Le jeu fut périlleux. Nous passâmes rapidement sur grand terrain. Nous entendîmes notre Barde, homme d’expérience et philosophe à ses heures nous rappeler en vers… et contre tous, sa pensée de protéger un espace limité aux hommes de doigté plutôt que des espaces dilatés aux jeunes en canne. Il est maître des mots et par conséquent gardien du temps. En effet, l’écrivain, dans la solitude des lettres, assume de l’être et le fait savoir. Le jeu lui donna raison. Le ballon s’est aplatit douloureusement derrière les lignes. Les défenses usées par l’effort des assauts des attaques fougueuses et vaines des troupes en culottes courtes. Il y en a eu des mouvements, du construit au moins construit, de l’opportuniste au moins opportuniste. Nous eûmes dans ces assauts des blessés même si la masse des Ricous sur le pré nous autorise un quota de pertes non négligeable. Nous en perdîmes un ! Blessé dans son orgueil au genou. L’hypothèse de situer l’orgueil au genou ne me parait pas dénuée de tous sens. Le courage est au cœur ce que l’orgueil est au genou. Même si pour l’homme en question, il s’arrêta plus par défaut de genou que d’orgueil. La psychologie du castor est ainsi faite : elle débute systématiquement par le physique. Pour équilibrer les forces en présence, les Ricous résistants prouvèrent leur sens du groupe dans la vengeance nécessaire à l’affront. La bande des Ricous, il ne faut pas y toucher. C’est Jean-Phi qui en fit les frais. Tétanisé dans sa course, il comprit dans l’impact qu’il ne faut taquiner un gars de la bande. Je crois que Jean-Phi situe l’orgueil au niveau de l’épaule qu’il ne cessait de frotter suite à la charge héroïque du dernier Ricou. La Bande poussant alors son fameux Crou Crou Ricou…

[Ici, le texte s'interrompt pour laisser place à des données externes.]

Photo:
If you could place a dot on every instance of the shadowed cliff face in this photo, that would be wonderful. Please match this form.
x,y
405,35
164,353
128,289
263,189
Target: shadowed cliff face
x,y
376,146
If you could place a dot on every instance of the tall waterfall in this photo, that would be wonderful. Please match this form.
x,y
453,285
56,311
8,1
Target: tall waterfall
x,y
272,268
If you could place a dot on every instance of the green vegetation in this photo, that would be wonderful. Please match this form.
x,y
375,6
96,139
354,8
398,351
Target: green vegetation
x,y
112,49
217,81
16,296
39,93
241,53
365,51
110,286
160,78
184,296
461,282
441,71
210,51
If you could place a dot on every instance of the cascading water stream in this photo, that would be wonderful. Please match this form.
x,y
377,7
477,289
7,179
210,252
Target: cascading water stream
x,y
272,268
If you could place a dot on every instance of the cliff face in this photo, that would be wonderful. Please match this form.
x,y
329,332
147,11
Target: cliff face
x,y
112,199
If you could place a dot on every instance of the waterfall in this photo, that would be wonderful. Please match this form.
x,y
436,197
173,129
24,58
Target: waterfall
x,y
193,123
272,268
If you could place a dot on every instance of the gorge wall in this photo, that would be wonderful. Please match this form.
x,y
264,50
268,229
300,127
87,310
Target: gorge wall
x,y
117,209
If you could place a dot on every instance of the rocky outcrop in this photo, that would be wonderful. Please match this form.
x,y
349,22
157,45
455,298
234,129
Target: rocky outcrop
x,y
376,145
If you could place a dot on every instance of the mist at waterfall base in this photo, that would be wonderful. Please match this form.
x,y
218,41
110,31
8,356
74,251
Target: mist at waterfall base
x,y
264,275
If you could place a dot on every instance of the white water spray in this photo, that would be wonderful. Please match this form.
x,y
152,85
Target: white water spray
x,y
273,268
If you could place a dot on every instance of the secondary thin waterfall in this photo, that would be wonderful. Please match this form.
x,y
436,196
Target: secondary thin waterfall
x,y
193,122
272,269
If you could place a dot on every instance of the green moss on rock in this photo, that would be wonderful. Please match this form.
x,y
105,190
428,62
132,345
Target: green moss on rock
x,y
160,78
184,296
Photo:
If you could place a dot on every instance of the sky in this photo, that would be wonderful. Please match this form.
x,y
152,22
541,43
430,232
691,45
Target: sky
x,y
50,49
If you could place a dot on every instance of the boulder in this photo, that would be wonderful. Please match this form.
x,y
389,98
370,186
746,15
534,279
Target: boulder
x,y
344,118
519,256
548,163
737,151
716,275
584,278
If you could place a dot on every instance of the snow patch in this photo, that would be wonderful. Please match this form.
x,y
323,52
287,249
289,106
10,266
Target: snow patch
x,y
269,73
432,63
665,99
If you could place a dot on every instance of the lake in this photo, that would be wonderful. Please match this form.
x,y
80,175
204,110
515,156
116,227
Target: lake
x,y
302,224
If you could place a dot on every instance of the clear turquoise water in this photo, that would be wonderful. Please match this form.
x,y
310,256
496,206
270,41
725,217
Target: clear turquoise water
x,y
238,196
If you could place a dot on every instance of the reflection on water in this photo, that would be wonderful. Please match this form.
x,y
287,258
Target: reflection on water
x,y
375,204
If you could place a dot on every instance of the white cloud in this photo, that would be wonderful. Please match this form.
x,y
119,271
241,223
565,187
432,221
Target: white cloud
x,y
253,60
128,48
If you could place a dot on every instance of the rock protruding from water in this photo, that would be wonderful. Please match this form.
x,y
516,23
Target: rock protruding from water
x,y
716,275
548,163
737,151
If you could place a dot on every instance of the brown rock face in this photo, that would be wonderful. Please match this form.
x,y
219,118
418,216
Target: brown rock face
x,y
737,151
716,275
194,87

La douche, la route, le retrait de sous et au trou. Ca en fait des ou dans une phrase qu’en dites vous…
Le moderne appartient à Pépé. Les clés de celui-ci sont magnétiques et bien efficaces pour nous autoriser le plaisir de se retrouver dans le trou. C’est Domi qui cette fois-ci est de bouffe. Fatigué par nos joutes rugbystiques, le rendez-vous des gastronomes nécessita un moment pour se désaltérer au comptoir. Malgré le temps qui tourne. Notre cuistot du soir sait se faire attendre et entendre. Domi profite de l’ambiance. La cuisine peut attendre. Seul Pépé avait son assiette de prête. Un mélange de fraicheur de tomates et de mozzarella. La découpe est Dominicale. C’est à dire épaisse et puissante comme le découpeur. Domi l’a joué fin sur ce coup, il nourrit les anciens pour se permettre une pause au comptoir. Le Tcho et Jacquot sont loin d’être miros et firent le raffut nécessaire pour rameuter la masse à la bouffe.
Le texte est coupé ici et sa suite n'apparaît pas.